Battery electric trucks are still a small share of the Australian market. Of the trucks and heavy vans sold across the country during 2026, under one per cent were electric. Large rollouts like the Woolworths fleet show the direction of travel, so depots that prepare early will be better placed as the share grows.
A site that works for three electric trucks may not work for thirty. Without accurate data, businesses can underestimate future demand or overinvest in infrastructure too early. Both outcomes are costly.
A staged approach is often more practical. First measure the existing site. Then model the likely charging load. Next install charging in phases with metering and monitoring from the beginning. As more trucks arrive, the operator can use real data to decide whether to adjust charging schedules, add load management, install battery storage, increase grid capacity or expand metering coverage.
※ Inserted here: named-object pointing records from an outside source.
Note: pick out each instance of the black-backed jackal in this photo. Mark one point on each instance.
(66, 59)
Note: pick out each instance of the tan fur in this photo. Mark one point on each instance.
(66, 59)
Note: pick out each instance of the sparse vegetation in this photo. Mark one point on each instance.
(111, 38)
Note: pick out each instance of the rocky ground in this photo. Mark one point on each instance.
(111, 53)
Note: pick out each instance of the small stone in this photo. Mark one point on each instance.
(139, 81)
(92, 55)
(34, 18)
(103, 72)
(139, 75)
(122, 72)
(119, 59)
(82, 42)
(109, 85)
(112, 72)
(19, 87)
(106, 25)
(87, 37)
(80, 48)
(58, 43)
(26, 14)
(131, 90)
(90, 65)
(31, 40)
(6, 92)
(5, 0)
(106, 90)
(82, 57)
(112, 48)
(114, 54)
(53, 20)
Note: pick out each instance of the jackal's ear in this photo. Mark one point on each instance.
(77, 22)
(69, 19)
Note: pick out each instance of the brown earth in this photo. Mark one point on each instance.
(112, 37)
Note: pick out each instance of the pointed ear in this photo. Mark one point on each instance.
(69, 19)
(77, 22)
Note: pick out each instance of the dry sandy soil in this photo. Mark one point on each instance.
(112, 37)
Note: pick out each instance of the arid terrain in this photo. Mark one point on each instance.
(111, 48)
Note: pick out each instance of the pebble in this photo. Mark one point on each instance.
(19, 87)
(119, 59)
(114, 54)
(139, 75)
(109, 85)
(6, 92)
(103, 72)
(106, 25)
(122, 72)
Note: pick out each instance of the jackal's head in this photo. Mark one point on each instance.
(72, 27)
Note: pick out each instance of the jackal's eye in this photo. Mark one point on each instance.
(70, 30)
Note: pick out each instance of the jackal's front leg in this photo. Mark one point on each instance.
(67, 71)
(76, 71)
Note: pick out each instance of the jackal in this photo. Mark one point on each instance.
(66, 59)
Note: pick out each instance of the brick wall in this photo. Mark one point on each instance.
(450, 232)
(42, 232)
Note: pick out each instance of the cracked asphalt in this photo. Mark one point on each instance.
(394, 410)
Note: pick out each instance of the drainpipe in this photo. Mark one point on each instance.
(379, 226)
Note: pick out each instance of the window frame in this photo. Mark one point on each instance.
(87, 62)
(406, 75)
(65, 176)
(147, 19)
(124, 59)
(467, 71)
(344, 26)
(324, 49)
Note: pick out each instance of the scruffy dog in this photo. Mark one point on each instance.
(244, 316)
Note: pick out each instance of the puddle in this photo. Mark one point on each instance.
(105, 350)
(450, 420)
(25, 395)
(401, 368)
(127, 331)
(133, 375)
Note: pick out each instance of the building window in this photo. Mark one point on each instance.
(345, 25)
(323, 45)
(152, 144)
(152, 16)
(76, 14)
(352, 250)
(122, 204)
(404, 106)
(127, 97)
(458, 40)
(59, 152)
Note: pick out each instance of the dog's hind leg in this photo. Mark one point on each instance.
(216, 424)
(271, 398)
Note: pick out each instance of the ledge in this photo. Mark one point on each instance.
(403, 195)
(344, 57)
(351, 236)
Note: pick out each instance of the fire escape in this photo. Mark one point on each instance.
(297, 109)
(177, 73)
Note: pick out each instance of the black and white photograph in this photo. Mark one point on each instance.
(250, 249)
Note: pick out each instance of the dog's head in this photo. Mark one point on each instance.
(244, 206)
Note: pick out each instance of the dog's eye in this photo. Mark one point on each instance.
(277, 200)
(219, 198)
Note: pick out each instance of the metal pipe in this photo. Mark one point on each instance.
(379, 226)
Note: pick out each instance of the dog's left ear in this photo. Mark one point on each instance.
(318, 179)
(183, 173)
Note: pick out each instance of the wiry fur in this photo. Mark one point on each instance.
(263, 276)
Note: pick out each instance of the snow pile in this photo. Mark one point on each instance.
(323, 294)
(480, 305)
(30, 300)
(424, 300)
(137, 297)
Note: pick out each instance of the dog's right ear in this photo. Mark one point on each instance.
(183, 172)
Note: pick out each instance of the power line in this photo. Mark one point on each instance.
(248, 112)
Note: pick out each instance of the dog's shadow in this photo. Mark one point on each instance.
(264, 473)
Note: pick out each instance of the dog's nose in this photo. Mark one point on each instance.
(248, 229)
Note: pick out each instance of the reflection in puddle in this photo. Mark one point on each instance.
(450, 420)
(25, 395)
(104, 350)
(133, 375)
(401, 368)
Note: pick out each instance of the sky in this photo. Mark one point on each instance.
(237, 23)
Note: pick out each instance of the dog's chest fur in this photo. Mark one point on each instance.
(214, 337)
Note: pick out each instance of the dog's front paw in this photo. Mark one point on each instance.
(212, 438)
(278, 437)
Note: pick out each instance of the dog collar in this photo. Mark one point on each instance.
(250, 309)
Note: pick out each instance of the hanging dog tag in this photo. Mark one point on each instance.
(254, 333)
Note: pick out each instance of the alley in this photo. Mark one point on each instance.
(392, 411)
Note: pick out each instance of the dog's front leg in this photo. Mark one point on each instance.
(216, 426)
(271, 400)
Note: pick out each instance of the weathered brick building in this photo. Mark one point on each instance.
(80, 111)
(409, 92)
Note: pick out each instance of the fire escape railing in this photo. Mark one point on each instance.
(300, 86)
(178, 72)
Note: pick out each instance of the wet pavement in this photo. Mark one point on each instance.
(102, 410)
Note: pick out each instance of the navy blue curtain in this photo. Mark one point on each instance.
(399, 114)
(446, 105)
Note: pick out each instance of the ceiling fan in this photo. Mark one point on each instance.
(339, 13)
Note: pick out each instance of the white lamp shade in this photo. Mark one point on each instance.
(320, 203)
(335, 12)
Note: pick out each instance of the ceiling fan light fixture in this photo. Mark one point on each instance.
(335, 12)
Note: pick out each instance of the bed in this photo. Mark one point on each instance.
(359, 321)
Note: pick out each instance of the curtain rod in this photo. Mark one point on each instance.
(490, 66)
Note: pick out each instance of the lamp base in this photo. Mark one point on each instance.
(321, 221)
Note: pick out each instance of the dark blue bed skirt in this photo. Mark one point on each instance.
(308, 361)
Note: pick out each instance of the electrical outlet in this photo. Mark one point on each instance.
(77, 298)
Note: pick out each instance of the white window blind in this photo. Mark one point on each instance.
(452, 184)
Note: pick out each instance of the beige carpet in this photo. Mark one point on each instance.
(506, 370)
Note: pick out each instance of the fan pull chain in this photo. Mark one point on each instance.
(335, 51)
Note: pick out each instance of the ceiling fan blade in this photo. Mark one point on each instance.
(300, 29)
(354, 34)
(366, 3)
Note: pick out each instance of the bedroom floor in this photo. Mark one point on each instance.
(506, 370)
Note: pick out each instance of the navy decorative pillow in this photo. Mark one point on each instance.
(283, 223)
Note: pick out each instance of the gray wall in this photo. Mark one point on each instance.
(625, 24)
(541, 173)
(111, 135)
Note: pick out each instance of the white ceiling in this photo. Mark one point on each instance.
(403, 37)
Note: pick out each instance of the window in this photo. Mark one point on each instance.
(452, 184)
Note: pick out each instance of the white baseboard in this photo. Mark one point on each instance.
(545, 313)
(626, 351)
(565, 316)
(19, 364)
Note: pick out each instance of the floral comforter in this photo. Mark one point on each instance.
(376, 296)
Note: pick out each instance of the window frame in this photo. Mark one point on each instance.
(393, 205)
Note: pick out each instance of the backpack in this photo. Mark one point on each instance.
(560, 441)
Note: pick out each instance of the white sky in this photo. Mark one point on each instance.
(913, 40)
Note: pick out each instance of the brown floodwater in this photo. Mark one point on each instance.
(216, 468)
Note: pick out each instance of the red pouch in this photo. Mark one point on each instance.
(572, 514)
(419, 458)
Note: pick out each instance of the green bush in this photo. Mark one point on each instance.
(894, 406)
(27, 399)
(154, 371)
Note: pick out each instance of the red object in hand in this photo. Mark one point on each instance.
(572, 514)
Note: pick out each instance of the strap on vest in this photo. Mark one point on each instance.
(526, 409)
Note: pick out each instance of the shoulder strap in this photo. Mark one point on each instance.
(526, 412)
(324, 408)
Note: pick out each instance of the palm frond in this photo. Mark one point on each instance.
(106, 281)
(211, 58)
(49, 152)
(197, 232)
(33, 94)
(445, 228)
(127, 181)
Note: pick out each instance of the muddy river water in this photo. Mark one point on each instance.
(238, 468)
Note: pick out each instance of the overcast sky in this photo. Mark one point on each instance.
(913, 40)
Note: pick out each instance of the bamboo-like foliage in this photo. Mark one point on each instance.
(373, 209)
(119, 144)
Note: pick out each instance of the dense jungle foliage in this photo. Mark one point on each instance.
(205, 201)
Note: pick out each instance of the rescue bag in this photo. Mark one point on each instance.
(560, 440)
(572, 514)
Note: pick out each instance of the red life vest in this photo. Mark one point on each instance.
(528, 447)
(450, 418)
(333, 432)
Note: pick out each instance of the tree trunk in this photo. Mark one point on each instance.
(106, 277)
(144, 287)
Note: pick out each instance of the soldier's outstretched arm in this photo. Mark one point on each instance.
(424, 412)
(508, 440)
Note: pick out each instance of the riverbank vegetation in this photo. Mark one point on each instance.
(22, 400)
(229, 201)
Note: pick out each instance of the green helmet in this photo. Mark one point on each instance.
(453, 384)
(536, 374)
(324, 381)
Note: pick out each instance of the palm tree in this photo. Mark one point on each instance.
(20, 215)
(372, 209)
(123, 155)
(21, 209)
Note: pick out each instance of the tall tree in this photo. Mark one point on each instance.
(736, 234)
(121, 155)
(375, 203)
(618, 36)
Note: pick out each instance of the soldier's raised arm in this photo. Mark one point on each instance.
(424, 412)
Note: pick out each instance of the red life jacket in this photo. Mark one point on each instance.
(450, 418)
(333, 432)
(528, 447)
This approach turns charging for electric trucks from a one-off installation into an ongoing energy strategy.
Why Fleet Electrification Depends On Depot Readiness
Electric trucks are an important part of the shift toward lower emission freight and logistics. They can reduce diesel use, lower local emissions and help businesses meet sustainability targets. The opportunity is real yet the infrastructure behind it must be taken seriously.
Depot power capacity is becoming the next major bottleneck because it affects cost, timing, reliability and scalability. Businesses that understand their energy profile early will be better placed to electrify with fewer surprises. Businesses that wait until chargers are already installed may find themselves dealing with avoidable constraints.
Charging for electric trucks is not just about plugging in vehicles. It is about preparing sites for a new class of electrical demand. With the right metering, monitoring and reporting in place, fleet operators can make better decisions, manage costs and build charging infrastructure that grows with the business.
For depots, distribution centres and logistics operators, the message is clear. The road to electric freight starts at the switchboard.
FAQs - Electric Truck Charging
Why is depot power capacity a bottleneck for electric trucks?
Every charger adds a significant load to the site, and several trucks charging together can create demand peaks that exceed the depot’s connection, transformer or switchboard limits.
Is peak demand or total energy the bigger cost risk?
Peak demand is often the bigger risk, because sharp simultaneous charging peaks can trigger higher network charges even when total energy use looks manageable.
Does a leasing model like Electric Vehicle-as-a-Service remove the need for metering?
No. A lease can supply the vehicles and chargers, yet the depot still needs site-level metering to understand total load, allocate energy costs and monitor power quality.
Are SATEC meters suitable for electric truck charging sites?
Yes. The NMI pattern approved BFM136 and EM133-XM suit billing and multi-circuit charger metering, while power quality analysers and Expertpower add the site-wide visibility depots need.